Relationship between rating and review_count per category:

final_filtered %>% group_by(categories_alias) %>% summarize(avg_review_count = mean(review_count, na.rm = TRUE)) %>% kable()
categories_alias avg_review_count
collegeuniv 6.187279
collegeuniv, medcenters 21.000000
educationservices, collegeuniv 0.000000
festivals , collegeuniv 0.000000
museums , collegeuniv 0.000000
employmentagencies, collegeuniv , catering 0.000000
physicians , healthtrainers, collegeuniv 0.000000
collegeuniv , religiousorgs 0.000000
collegeuniv, libraries 8.000000
collegeuniv, venues 6.000000
venues , collegeuniv 4.000000
collegeuniv, itservices 0.000000
collegeuniv, recreation 0.000000
collegeuniv , educationservices 0.000000
bubbletea, juicebars 13.666667
bubbletea 18.958333
bubbletea , breakfast_brunch, wraps 181.000000
bubbletea, coffee , juicebars 61.000000
bubbletea, coffee 18.277778
coffee , bubbletea, taiwanese 41.000000
desserts , bubbletea, icecream 35.000000
bubbletea, desserts 24.000000
hawaiian , bubbletea, poke 80.000000
korean , bubbletea, hotdog 103.000000
coffee , bubbletea, juicebars 160.000000
bubbletea, coffee , desserts 81.000000
final_filtered %>% group_by(categories_alias) %>% summarize(avg_rating = mean(rating, na.rm = TRUE)) %>% kable()
categories_alias avg_rating
collegeuniv 1.660071
collegeuniv, medcenters 3.300000
educationservices, collegeuniv 0.000000
festivals , collegeuniv 0.000000
museums , collegeuniv 0.000000
employmentagencies, collegeuniv , catering 0.000000
physicians , healthtrainers, collegeuniv 0.000000
collegeuniv , religiousorgs 0.000000
collegeuniv, libraries 4.600000
collegeuniv, venues 4.700000
venues , collegeuniv 3.800000
collegeuniv, itservices 0.000000
collegeuniv, recreation 0.000000
collegeuniv , educationservices 0.000000
bubbletea, juicebars 4.588889
bubbletea 4.087500
bubbletea , breakfast_brunch, wraps 3.900000
bubbletea, coffee , juicebars 4.100000
bubbletea, coffee 4.438889
coffee , bubbletea, taiwanese 4.200000
desserts , bubbletea, icecream 4.000000
bubbletea, desserts 3.400000
hawaiian , bubbletea, poke 4.600000
korean , bubbletea, hotdog 3.600000
coffee , bubbletea, juicebars 3.900000
bubbletea, coffee , desserts 4.300000

Overall most frequent rating score:

final_filtered %>% 
  count(rating) %>% 
  arrange(desc(n)) %>% 
  kable()
rating n
0.0 206
5.0 28
4.0 21
4.6 18
4.7 18
3.9 15
4.2 13
3.7 11
4.5 9
3.0 8
3.3 8
3.2 7
3.8 7
4.3 7
4.9 7
3.5 6
4.4 6
2.0 5
2.7 5
3.4 5
4.1 5
3.6 4
4.8 4
2.5 2
2.8 1

Step 4: Short story about findings:

Q1: Have the findings changed before and after tidying the data?

The data was not affected by the deletion of duplicate rows or NA values within the coordinates column.

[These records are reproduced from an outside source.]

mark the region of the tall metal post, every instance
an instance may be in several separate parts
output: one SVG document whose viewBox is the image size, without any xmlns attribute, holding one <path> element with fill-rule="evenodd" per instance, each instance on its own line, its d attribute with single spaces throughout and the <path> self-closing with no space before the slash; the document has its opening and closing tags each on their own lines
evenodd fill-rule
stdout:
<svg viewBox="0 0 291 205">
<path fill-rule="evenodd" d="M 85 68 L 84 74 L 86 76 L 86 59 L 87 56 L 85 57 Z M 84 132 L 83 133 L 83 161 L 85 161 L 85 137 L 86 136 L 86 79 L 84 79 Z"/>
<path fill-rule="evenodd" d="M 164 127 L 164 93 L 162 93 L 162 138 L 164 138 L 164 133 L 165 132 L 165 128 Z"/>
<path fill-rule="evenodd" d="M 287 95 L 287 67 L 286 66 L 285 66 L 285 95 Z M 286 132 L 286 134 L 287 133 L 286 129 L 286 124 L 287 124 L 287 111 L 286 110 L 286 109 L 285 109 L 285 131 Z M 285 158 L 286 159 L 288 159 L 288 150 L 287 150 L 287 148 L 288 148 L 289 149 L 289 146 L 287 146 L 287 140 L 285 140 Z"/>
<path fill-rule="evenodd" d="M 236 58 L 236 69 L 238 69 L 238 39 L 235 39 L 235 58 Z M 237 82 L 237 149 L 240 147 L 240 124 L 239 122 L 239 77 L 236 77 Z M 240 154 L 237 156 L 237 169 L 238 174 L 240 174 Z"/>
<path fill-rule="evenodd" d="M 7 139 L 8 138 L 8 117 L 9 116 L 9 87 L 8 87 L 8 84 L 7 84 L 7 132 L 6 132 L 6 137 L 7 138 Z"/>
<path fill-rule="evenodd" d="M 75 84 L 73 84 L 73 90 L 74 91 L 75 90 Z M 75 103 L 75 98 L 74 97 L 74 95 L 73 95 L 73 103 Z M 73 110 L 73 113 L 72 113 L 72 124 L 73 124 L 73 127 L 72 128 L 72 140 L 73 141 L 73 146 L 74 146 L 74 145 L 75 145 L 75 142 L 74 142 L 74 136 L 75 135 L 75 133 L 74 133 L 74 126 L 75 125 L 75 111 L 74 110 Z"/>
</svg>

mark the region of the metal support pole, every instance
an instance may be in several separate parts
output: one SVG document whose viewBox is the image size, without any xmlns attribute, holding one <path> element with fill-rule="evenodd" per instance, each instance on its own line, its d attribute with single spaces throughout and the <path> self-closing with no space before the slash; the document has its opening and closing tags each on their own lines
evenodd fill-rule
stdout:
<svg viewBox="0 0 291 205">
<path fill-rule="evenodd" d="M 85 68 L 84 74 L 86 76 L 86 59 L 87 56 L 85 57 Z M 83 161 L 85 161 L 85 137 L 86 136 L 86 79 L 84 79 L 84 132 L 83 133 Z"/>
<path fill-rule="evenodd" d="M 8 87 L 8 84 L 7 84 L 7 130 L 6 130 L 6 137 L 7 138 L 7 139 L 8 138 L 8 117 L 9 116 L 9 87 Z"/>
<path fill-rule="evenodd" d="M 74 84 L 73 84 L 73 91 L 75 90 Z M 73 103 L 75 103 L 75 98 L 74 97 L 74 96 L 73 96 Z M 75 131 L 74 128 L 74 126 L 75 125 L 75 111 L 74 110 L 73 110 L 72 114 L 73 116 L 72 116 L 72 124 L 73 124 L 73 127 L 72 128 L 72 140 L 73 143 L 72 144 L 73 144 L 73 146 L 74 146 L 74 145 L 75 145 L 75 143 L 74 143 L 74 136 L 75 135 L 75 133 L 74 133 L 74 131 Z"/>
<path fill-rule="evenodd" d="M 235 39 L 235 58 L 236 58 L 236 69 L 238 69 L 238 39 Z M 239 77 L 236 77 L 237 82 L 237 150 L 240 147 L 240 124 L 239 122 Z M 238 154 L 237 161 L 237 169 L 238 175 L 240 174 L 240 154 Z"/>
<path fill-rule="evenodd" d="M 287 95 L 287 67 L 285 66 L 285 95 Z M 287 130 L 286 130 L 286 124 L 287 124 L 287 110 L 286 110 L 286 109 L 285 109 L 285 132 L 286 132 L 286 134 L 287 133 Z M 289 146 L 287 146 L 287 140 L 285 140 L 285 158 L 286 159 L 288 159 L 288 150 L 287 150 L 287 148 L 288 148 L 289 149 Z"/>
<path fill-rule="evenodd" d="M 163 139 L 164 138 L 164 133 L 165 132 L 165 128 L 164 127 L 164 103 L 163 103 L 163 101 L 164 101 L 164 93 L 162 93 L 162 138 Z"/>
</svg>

The most useful data cleaning part was flattening the nested columns. Unnesting the columns was important because a total of 5 columns were nested, and it made all these other variables accessible to understand and analyze the data. Filtering the data based on the city’s boundary also had an affect as the data frame went from 539 rows to 426.

Q2: What’s the most frequent rating score?

Fore the two categories combined, the most frequent rating score was 0. There were a total of 206 businesses that rated 0 or had no rating. Least used rating is 2.8.

Q3: What’s the relationship between ratings and review count between the two business categories?

I discovered that the boba shops have significantly higher ratings and review counts than colleges. This does not surprise me as food/restaurants are commonly reviewed whereas colleges and universities are not. When colleges are rated, it’s normally specific departments as well and not as a whole. However, the sate of MA is known for its education so I thought there would be higher ratings for the colleges. It’s interesting how all boba shops are successful. It looks like Cambridge, MA is very competitive for bubble tea and only the good shops stand.